Summary: Pathologies of Neural Models Make Interpretations Difficult (EMNLP 2018)

Sameer Singh
Published in
2 min readOct 8, 2018


Authors: Shi Feng, Eric Wallace, Alvin Grissom II, Mohit Iyyer, Pedro Rodriguez, Jordan Boyd-Graber

Interpretability of machine learning often focuses on what are the most important parts of the input for the model: that’s what the gradient-based saliency methods do, that’s what LIME does, and that’s what the methods for identifying adversaries do. The underlying notion is to identify parts of the input that, if removed, result in a different prediction by the model.

Instead, this paper focuses on input reduction, removing as much of the input as possible, without changing the prediction. Similar ideas have appeared recently with different names: I personally like overstability, like in another paper at EMNLP 2018, and we used sufficient conditions to describe a related concept AAAI 2018. These approaches find the parts of the input that the model is not looking at: ones we can remove without changing the prediction.

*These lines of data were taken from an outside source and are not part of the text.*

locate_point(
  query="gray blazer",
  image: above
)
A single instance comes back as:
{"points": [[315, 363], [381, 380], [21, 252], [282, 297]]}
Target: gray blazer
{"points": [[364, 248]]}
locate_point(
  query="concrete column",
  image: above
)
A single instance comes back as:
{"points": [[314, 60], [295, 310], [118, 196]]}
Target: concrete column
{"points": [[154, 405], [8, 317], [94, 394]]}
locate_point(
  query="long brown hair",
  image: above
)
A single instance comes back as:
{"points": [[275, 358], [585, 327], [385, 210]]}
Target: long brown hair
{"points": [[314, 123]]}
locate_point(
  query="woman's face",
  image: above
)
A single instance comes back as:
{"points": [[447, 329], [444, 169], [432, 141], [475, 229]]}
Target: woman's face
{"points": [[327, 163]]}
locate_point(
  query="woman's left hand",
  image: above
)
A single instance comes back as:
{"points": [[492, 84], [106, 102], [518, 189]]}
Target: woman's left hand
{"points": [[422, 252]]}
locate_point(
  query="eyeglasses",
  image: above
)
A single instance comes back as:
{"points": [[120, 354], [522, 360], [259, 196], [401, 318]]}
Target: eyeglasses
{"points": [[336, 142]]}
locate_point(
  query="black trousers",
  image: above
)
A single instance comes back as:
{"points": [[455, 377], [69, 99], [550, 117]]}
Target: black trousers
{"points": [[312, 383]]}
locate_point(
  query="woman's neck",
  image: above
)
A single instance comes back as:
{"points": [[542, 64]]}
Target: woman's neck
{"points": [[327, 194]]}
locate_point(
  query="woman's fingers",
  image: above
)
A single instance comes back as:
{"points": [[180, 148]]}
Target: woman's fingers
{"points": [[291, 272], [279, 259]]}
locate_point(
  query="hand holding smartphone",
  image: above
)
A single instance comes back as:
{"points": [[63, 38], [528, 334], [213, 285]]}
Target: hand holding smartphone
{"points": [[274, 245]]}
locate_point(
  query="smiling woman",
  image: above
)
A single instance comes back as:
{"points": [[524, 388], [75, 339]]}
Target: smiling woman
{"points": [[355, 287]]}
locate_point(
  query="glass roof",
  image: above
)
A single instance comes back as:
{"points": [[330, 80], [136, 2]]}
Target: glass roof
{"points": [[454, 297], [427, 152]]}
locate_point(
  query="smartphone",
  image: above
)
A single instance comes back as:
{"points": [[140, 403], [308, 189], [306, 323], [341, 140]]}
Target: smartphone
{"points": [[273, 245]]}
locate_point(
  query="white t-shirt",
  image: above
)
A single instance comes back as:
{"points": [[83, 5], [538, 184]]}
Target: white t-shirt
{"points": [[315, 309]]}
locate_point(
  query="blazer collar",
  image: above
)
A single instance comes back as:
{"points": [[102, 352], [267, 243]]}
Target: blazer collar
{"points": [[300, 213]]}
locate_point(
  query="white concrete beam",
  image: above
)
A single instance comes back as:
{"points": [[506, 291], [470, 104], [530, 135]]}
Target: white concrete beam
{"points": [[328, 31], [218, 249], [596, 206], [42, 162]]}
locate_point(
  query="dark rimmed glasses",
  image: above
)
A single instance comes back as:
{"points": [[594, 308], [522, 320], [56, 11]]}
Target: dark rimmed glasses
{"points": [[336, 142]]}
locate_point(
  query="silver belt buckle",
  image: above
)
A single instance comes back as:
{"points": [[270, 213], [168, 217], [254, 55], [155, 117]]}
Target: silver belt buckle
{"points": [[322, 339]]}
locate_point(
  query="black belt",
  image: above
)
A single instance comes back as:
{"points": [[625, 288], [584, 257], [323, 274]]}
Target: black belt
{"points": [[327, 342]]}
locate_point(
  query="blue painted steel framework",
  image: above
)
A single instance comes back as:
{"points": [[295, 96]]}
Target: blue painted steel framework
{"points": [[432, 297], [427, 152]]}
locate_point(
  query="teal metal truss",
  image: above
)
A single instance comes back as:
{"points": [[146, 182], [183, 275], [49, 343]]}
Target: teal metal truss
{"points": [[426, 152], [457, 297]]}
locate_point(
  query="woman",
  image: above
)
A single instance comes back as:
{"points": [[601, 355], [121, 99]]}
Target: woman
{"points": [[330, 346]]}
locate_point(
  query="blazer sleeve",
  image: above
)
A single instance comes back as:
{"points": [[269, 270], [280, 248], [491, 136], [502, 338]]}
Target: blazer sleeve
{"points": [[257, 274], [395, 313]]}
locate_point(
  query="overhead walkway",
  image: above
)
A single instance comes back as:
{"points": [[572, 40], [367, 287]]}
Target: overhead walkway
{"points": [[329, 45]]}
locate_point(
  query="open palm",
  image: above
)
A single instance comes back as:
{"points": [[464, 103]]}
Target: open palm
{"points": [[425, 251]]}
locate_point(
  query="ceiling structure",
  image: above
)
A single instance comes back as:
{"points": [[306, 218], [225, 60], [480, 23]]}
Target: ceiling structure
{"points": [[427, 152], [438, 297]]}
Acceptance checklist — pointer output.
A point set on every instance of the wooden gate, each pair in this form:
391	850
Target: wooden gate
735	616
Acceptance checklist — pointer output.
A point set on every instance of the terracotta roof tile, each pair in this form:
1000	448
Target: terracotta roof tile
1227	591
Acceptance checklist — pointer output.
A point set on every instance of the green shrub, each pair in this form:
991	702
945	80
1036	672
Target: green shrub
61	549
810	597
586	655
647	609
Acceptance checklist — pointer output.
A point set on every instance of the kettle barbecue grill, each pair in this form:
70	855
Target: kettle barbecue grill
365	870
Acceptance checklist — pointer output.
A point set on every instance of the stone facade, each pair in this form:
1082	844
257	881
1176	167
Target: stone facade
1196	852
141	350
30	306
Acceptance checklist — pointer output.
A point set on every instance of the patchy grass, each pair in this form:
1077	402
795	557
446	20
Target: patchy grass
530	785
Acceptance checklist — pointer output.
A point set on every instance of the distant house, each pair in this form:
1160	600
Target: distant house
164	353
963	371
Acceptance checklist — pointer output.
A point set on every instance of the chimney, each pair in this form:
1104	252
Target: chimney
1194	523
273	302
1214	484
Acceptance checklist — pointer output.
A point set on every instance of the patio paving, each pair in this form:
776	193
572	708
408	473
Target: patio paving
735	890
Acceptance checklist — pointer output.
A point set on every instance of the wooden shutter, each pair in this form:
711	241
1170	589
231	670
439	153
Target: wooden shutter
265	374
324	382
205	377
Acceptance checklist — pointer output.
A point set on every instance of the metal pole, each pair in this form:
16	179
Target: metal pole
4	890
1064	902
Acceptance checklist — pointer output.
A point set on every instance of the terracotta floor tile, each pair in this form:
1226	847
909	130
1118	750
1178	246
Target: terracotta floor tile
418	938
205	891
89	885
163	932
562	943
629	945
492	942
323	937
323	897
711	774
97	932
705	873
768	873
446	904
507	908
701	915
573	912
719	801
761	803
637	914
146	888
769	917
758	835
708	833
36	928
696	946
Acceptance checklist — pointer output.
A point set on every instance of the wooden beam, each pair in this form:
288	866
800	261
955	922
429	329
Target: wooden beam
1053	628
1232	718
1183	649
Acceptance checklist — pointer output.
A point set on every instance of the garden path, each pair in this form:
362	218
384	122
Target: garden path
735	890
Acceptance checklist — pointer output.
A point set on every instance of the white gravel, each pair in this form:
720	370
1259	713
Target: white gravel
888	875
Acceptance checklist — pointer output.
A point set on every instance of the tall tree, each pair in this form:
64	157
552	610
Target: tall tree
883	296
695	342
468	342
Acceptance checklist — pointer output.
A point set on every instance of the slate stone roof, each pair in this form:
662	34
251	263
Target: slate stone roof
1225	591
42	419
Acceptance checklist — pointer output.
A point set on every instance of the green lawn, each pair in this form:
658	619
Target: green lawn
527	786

Back to the paper, they study three important NLP tasks (SQuAD, VQA, and SNLI) and pick a model each. They remove tokens iteratively by picking ones with the smallest gradient till the prediction changes, thus finding the largest change to the input that doesn’t change the prediction. They also include a beam-search variation of this greedy approach. The examples, some shown below, are really “impressive”!

From the original paper (link:

The paper, after confirming this reduction is pathological and is no way meaningful to humans, goes on to provide some insightful thoughts on why is it that saliency/importance based methods pick parts so different from the reduction ones. In particular, they point out how neural nets can be over-confident about arbitrary-looking input, and how gradient/saliency-based methods (or even LIME, since it makes a linear approximation) do not capture the strong second-order effects that are clearly present in the neural networks. As an additional contribution, they introduce an entropy-based data-augmentation loss (“the model should not be confident on these reduced inputs!”) and show that it addresses the problem (to some extent).

Being a big fan of such tools for analyzing neural networks, this paper was a really fun read for me. It provides even more examples of how these systems are brittle, but doesn’t just go “haha, look at this terrible model”, but instead gives useful insights for why this might happen, and some potentially impactful ideas on addressing this. To continue this line of research, I am curious about characterizing these observations somehow in a useful way, e.g. in retrospect, if we had this tool a few years ago, how would it helped us diagnose that SQuAD models are mostly performing a version of lexical matching?